So far, there's been no public explanation as to why these steps weren't taken sooner.
Following up on the crisis in Flint, Mich., which we've been following closely, the Detroit Free Press reports that Michigan Gov. Rick Snyder (R) activated the National Guard last night. Guard members, the report noted, "are expected to staff fire stations and distribute bottles of water and water filters, freeing members of the American Red Cross to handle the door-to-door distribution of those items."
And that's not all.

Snyder also on Tuesday asked the Federal Emergency Management Agency to coordinate responses to the Flint crisis by other federal agencies. "This request will identify federal agencies that have programs, authorities and/or technical expertise that could be utilized in the ongoing response and recovery efforts in Flint to be made available," according to a statement issued by the governor's office. "Such federal agencies may include the Department of Health and Human Services, Environmental Protection Agency, Department of Housing and Urban Development, and Army Corps of Engineers."

So far, there's been no public explanation as to why these steps weren't taken sooner.
On a related note, the Free Press reported earlier this week that Flint residents are still receiving water bills, which they're expected to pay, despite the fact that the water is unsafe.
In other words, we're looking at a situation in which the state is literally adding insult to injury.
The newspaper's editorial board published a sensible piece on the subject this morning, explaining how completely crazy it is to charge Flint residents for water they can't drink.
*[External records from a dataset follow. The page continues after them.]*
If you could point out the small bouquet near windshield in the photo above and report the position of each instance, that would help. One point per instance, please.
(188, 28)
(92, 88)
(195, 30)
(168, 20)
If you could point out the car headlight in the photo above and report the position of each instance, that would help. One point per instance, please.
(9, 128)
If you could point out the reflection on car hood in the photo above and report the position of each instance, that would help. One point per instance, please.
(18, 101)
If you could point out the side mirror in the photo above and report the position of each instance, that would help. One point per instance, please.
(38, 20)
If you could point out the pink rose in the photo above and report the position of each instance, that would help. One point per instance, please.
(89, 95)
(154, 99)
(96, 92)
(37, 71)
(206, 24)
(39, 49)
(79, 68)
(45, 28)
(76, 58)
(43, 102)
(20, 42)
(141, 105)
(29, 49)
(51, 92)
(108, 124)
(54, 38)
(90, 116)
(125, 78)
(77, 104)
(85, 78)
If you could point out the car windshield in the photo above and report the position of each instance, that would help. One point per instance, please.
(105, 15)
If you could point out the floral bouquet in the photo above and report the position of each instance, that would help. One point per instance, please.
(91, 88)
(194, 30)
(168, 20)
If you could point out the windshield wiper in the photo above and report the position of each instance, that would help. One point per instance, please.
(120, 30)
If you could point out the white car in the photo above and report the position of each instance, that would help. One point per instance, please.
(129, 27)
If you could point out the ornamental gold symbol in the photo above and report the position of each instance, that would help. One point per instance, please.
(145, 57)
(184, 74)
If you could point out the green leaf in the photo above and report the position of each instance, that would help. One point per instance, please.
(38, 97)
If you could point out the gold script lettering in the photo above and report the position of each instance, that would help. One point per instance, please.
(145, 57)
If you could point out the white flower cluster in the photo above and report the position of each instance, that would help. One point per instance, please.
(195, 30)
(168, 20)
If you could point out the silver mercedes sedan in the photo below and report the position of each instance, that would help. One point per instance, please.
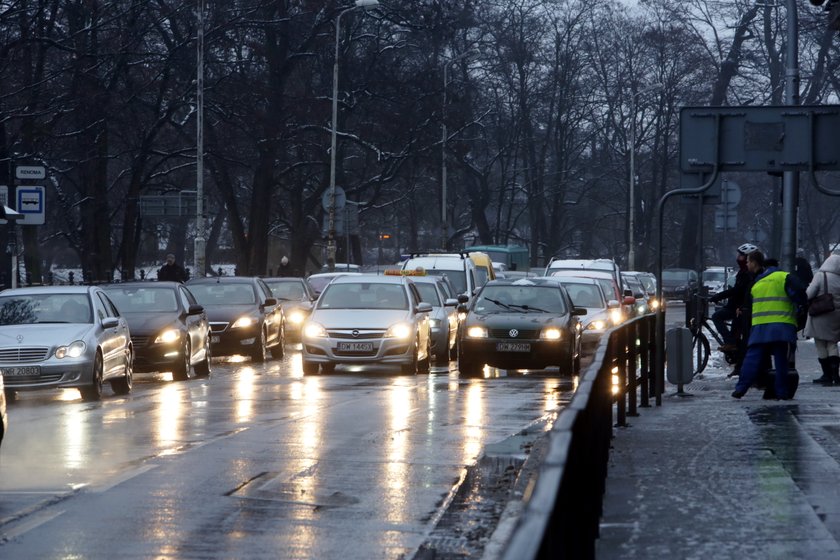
(63, 337)
(365, 319)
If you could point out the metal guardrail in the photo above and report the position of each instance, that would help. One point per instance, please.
(563, 507)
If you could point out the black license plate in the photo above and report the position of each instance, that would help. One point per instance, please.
(23, 371)
(355, 346)
(513, 347)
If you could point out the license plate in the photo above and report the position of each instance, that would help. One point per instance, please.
(25, 371)
(355, 346)
(513, 347)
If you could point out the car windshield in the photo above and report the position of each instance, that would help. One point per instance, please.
(287, 290)
(428, 293)
(363, 295)
(456, 277)
(143, 300)
(46, 308)
(223, 294)
(586, 295)
(518, 298)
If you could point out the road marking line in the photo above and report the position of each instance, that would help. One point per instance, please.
(30, 524)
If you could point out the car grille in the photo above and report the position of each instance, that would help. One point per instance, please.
(140, 341)
(23, 354)
(360, 335)
(505, 333)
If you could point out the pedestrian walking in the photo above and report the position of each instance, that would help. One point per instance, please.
(776, 295)
(171, 271)
(825, 328)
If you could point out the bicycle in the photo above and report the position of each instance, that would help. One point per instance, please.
(699, 323)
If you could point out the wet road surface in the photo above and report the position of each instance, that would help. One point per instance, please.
(257, 461)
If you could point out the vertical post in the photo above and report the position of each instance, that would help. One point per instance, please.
(199, 257)
(790, 186)
(631, 221)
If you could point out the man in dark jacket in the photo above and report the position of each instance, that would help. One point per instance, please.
(172, 271)
(736, 300)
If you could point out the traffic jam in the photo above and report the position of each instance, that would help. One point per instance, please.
(431, 310)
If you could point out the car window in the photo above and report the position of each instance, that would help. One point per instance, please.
(144, 299)
(428, 293)
(224, 294)
(586, 295)
(363, 295)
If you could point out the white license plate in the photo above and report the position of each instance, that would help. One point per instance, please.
(513, 347)
(355, 346)
(24, 371)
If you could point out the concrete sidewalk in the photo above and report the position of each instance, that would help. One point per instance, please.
(708, 476)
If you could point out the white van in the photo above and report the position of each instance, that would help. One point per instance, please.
(457, 267)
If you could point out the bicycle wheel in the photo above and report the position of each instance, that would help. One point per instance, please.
(700, 351)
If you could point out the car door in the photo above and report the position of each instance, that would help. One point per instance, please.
(196, 325)
(113, 341)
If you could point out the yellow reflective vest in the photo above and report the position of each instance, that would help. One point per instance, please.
(771, 304)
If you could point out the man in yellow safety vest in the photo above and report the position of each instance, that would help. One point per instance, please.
(776, 297)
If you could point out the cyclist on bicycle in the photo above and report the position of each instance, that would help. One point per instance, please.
(736, 302)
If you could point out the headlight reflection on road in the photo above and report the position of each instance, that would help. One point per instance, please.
(244, 394)
(169, 416)
(473, 420)
(396, 468)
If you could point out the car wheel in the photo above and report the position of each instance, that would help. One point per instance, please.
(181, 370)
(424, 365)
(279, 350)
(258, 353)
(122, 386)
(411, 367)
(93, 391)
(202, 368)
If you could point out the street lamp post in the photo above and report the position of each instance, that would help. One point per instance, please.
(443, 191)
(333, 139)
(631, 216)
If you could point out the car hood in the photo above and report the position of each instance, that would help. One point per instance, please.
(42, 334)
(222, 313)
(148, 323)
(517, 320)
(359, 318)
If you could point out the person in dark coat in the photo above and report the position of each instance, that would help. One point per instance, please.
(825, 328)
(172, 271)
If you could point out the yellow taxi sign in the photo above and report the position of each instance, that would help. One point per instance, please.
(419, 271)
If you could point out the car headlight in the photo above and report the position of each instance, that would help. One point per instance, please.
(401, 331)
(598, 325)
(314, 330)
(72, 350)
(168, 336)
(296, 316)
(551, 333)
(477, 332)
(242, 322)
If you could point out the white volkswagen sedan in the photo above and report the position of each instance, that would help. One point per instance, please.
(64, 337)
(368, 319)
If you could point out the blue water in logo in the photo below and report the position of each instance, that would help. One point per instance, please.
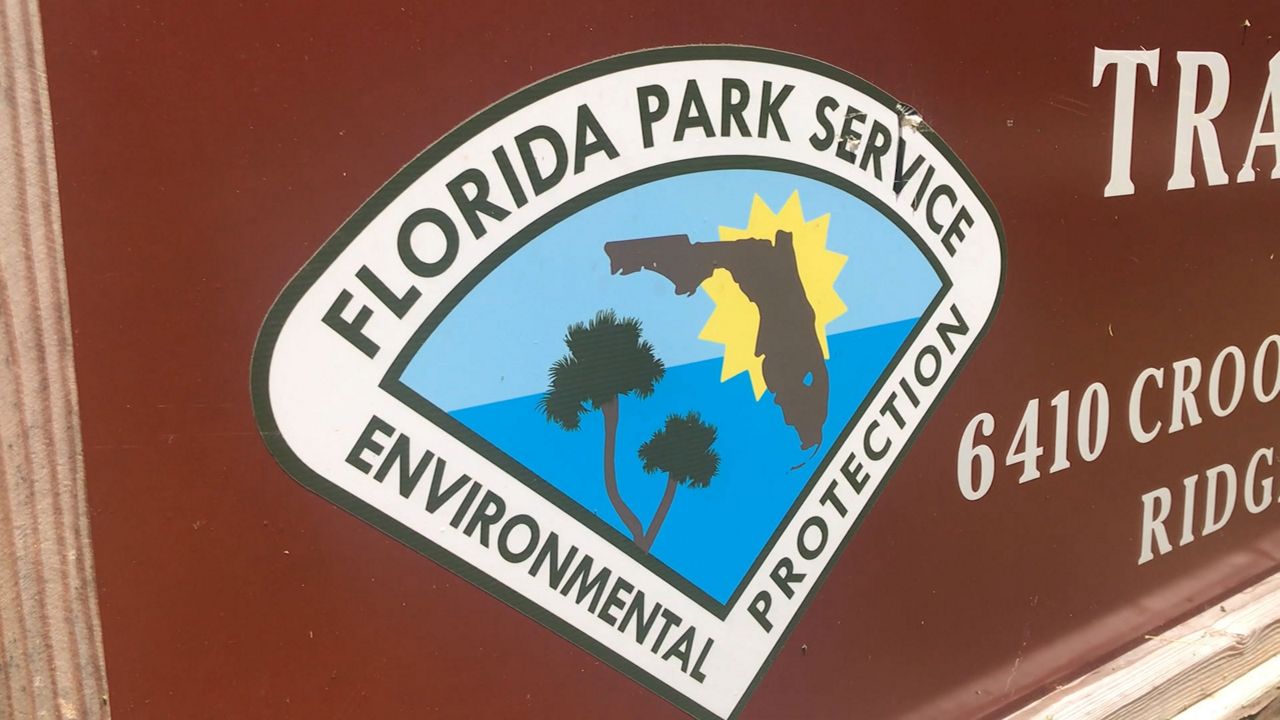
(487, 361)
(712, 536)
This would seem to go without saying, but in the madness of the Flint water crisis, even the most obvious points need explication: Residents of Flint should not be billed for the contaminated water that flowed into their homes for months while the city used the Flint River as a source. [...] On the long list of things that state officials should move swiftly to correct in Flint, the wiping away of this particular injustice in the city's water crisis ought to rank near the top. Reimbursing Flint residents for the money they've paid for poison water just needs to be part of the massive bill the state tallies for its own negligence in this crisis.

I saw someone joke this morning, "Has Gov. Snyder appointed an emergency manager to oversee his office yet?" It struck me as a reasonable question.